With elections just a few weeks away, such happy talk was only to be expected. Politicians do not win many votes by telling people that hard times are coming for most of them and they had better resign themselves to straitened circumstances. From a presidential candidate’s point of view, it is far more sensible to treat trillion-dollar deficits as a minor inconvenience that can be easily absorbed than it would be to admit that, unless they are, living standards could plummet much as they have in Greece and Spain, and did in Argentina barely a decade ago. In some parts of the US, among them bits of California and the manufacturing “rust belt”, that is already happening.
On the whole, the US is in far better shape than Europe, let alone China, the current economic poster boy because which despite still being far poorer per capita than Argentina, it has been growing for years at a spanking pace. US demographics look fairly healthy, it has plenty of oil, gas, farmland and other natural resources, and it leads the way in advanced technology. But even with its considerable advantages, it will find adapting to the often bewildering changes that are about to take place anything but easy. Sky-high unemployment is fast becoming “structural”, the gap between the comfortably off and the rest seems certain to get much wider, and as the baby-boom generation retires, many of its members will share the fate of millions of Argentine pensioners who, after paying into the system for decades, have been fobbed off with a wretched pittance.
Obama and Romney are keen on manufacturing. They want their compatriots to go back to making tangible things instead of leaving it to the Chinese and other East Asians. But thanks to technological progress, more and more of the hands-on work required will be done by machines. So too, for that matter, will an increasing proportion of clerical and managerial tasks. This being the case, getting middle-class people who have been rendered superfluous to work on what Obama once described as “shovel-ready projects” will not be very helpful. As well as having to sweat, they would be obliged to accept wages low enough to allow them to compete with their Chinese and Mexican counterparts, a prospect few find very attractive. Once upon a time, the then governor of Buenos Aires Province, Eduardo Duhalde, thought that banning robots in his jurisdiction would be in most people’s interest. Were a US administration to try it in a desperate attempt to keep the future at bay, the geopolitical consequences would surely be unfortunate.

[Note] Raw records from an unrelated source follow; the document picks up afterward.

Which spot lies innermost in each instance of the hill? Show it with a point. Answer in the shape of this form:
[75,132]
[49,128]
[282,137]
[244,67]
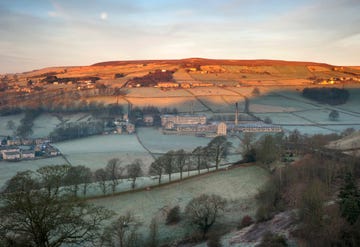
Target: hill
[350,144]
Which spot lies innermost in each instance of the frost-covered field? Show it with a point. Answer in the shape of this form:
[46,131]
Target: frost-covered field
[238,186]
[183,104]
[157,92]
[276,103]
[44,125]
[156,142]
[283,118]
[9,169]
[211,91]
[96,151]
[322,116]
[4,130]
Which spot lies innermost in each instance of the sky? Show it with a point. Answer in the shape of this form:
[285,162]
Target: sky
[43,33]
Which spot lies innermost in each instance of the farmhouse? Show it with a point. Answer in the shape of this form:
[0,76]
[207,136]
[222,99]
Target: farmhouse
[148,120]
[9,155]
[27,154]
[182,119]
[168,84]
[254,127]
[130,128]
[7,149]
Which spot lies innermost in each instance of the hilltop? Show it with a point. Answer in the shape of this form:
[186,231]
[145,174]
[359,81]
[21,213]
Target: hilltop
[76,83]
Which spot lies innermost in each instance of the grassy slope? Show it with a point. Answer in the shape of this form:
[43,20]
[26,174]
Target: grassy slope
[238,186]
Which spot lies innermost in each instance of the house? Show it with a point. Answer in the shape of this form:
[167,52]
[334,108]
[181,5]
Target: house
[168,84]
[27,154]
[9,149]
[130,128]
[148,120]
[13,142]
[51,151]
[10,155]
[183,119]
[221,129]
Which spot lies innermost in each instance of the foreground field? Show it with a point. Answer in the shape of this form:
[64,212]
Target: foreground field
[238,186]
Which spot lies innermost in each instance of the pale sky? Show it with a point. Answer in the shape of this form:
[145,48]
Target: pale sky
[45,33]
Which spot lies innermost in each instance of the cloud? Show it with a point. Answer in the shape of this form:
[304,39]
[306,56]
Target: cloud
[103,16]
[53,14]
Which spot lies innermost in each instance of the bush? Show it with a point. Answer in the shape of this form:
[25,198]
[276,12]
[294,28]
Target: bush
[214,241]
[173,217]
[274,240]
[332,96]
[246,221]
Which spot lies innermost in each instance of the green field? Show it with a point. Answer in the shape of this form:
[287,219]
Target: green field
[238,186]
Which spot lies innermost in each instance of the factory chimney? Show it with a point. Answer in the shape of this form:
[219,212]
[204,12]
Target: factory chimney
[236,113]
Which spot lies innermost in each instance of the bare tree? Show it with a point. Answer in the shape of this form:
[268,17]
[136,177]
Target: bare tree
[247,142]
[203,211]
[180,160]
[156,168]
[101,177]
[114,172]
[153,239]
[134,171]
[167,161]
[47,219]
[53,177]
[218,149]
[122,232]
[200,158]
[78,176]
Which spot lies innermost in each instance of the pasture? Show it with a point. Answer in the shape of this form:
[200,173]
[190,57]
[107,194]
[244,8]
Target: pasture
[238,186]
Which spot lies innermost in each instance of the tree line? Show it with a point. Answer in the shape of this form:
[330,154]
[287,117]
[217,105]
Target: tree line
[42,208]
[331,96]
[323,188]
[200,158]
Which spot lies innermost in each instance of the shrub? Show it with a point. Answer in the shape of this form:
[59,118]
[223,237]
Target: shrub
[272,239]
[214,241]
[246,221]
[173,217]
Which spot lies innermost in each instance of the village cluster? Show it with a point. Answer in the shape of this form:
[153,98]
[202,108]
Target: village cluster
[198,125]
[16,149]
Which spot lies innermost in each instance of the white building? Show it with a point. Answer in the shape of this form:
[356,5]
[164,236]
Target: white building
[183,119]
[11,155]
[27,154]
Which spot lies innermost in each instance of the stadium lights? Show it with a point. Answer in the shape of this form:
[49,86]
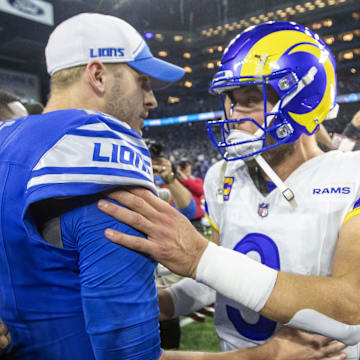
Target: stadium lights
[149,35]
[348,37]
[327,22]
[162,53]
[329,39]
[348,55]
[173,99]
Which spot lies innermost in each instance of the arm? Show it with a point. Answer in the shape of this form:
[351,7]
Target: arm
[176,244]
[336,296]
[183,298]
[4,337]
[195,185]
[289,344]
[352,129]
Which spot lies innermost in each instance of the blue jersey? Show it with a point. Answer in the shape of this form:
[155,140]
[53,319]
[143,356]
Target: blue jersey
[85,298]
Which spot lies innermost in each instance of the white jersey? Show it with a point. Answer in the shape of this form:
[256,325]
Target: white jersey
[267,228]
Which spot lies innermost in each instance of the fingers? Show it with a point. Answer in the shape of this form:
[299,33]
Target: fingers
[4,337]
[129,200]
[132,242]
[334,347]
[340,356]
[138,199]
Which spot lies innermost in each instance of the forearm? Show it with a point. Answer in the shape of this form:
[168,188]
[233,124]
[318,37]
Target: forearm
[334,297]
[263,352]
[195,185]
[352,131]
[180,194]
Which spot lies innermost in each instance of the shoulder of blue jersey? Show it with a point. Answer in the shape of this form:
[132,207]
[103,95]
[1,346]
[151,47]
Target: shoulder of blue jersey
[95,153]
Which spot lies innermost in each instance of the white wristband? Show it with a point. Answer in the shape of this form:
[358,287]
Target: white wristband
[188,296]
[236,276]
[313,321]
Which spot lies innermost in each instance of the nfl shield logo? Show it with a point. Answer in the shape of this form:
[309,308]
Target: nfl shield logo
[263,210]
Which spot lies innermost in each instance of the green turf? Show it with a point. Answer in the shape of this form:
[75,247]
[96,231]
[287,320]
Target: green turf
[200,336]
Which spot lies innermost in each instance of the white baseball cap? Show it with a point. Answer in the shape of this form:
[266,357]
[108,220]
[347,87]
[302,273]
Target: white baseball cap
[88,36]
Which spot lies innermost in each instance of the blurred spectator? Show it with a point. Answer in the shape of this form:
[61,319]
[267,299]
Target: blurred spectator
[33,107]
[11,107]
[352,130]
[171,190]
[195,186]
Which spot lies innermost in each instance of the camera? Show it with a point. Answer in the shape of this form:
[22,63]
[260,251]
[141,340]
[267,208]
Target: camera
[155,148]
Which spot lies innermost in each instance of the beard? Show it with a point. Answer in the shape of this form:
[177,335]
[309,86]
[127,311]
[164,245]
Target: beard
[278,154]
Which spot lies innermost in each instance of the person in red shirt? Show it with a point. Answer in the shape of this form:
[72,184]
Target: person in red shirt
[195,186]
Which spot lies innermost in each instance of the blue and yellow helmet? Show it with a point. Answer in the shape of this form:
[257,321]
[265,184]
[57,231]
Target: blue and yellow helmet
[294,62]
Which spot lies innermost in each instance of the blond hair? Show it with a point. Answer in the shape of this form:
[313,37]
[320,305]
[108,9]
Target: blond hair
[64,78]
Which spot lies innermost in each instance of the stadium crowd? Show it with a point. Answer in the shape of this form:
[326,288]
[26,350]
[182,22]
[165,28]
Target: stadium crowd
[180,168]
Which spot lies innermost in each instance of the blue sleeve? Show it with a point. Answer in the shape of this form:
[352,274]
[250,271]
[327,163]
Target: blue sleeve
[190,210]
[118,291]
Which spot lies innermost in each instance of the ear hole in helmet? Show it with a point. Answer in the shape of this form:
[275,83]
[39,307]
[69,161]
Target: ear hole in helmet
[272,96]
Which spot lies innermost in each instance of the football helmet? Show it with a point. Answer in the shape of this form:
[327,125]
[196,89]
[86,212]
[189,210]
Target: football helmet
[297,65]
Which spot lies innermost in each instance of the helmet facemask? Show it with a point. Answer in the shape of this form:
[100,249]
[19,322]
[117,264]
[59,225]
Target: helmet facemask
[234,143]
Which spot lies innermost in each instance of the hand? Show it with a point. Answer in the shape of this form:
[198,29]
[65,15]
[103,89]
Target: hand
[356,120]
[163,167]
[181,175]
[200,315]
[172,240]
[292,344]
[4,337]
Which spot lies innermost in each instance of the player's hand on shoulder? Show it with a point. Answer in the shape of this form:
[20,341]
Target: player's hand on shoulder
[295,344]
[4,337]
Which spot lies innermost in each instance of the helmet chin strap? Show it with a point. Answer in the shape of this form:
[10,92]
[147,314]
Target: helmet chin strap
[241,149]
[240,135]
[285,190]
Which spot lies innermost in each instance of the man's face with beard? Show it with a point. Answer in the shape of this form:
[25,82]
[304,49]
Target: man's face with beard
[247,102]
[130,96]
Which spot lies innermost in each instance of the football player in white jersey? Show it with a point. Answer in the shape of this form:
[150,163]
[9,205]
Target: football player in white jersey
[276,197]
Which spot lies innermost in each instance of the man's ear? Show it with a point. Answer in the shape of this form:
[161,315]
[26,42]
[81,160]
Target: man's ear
[96,75]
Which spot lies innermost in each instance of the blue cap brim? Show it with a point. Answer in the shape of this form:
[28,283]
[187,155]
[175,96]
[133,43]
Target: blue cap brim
[158,69]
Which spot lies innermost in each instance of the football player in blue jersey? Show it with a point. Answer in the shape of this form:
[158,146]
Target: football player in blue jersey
[11,107]
[299,212]
[66,291]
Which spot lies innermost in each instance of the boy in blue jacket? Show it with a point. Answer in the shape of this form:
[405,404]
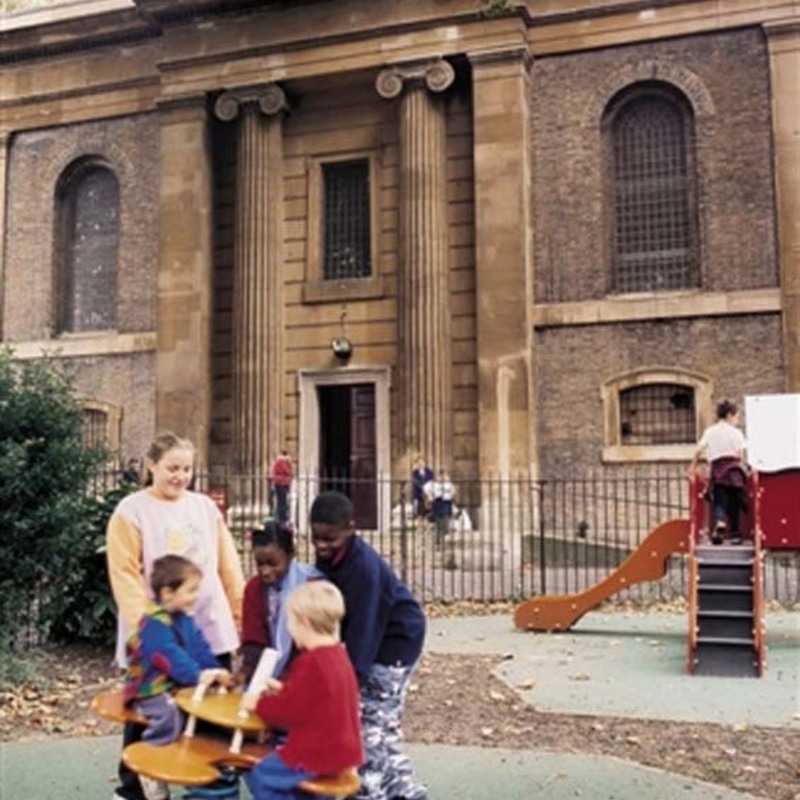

Like many politicians elsewhere, the two North Americans who are slugging it out for the privilege of remaining, or becoming, “the most powerful man in the world”, think education is the key to most of their country’s problems. But they also feel obliged to take an egalitarian approach and assume that virtually everyone should be able to acquire the skills needed for them to prosper in the high-tech, marvellously productive and debt-free US they seem to imagine is waiting for them just over the horizon. That is nonsense. Though with a bit of effort most people could do rather better than they have up to now, there are limits to what the majority are able to achieve. To make matters worse, as Obama is well aware, the US education system has been deteriorating for decades. There is little chance of it improving quickly enough to provide the results he and Romney would like.
As far as most North Americans are concerned, “it is the economy, stupid”. But the reigning superpower cannot simply leave the rest of the world to its own devices in the hope that others will then treat it kindly. Much as isolationists may dislike the idea, their rulers must choose either to intervene abroad in an effort to shape events or stand aside and run the risk of seeing malevolent enemies, encouraged by what they think are signs of weakness, attack US interests with increasing ferocity, as some are currently doing in North Africa, the Middle East, Afghanistan and Pakistan. Obama talks softly but carries a big stick; drone strikes have become routine. Romney would talk in a louder voice because he thinks it would cow the holy warriors and others of a similar cast of mind. Romney may be right, but things being as they are the rhetoric coming from the White House would be unlikely to make much of a difference.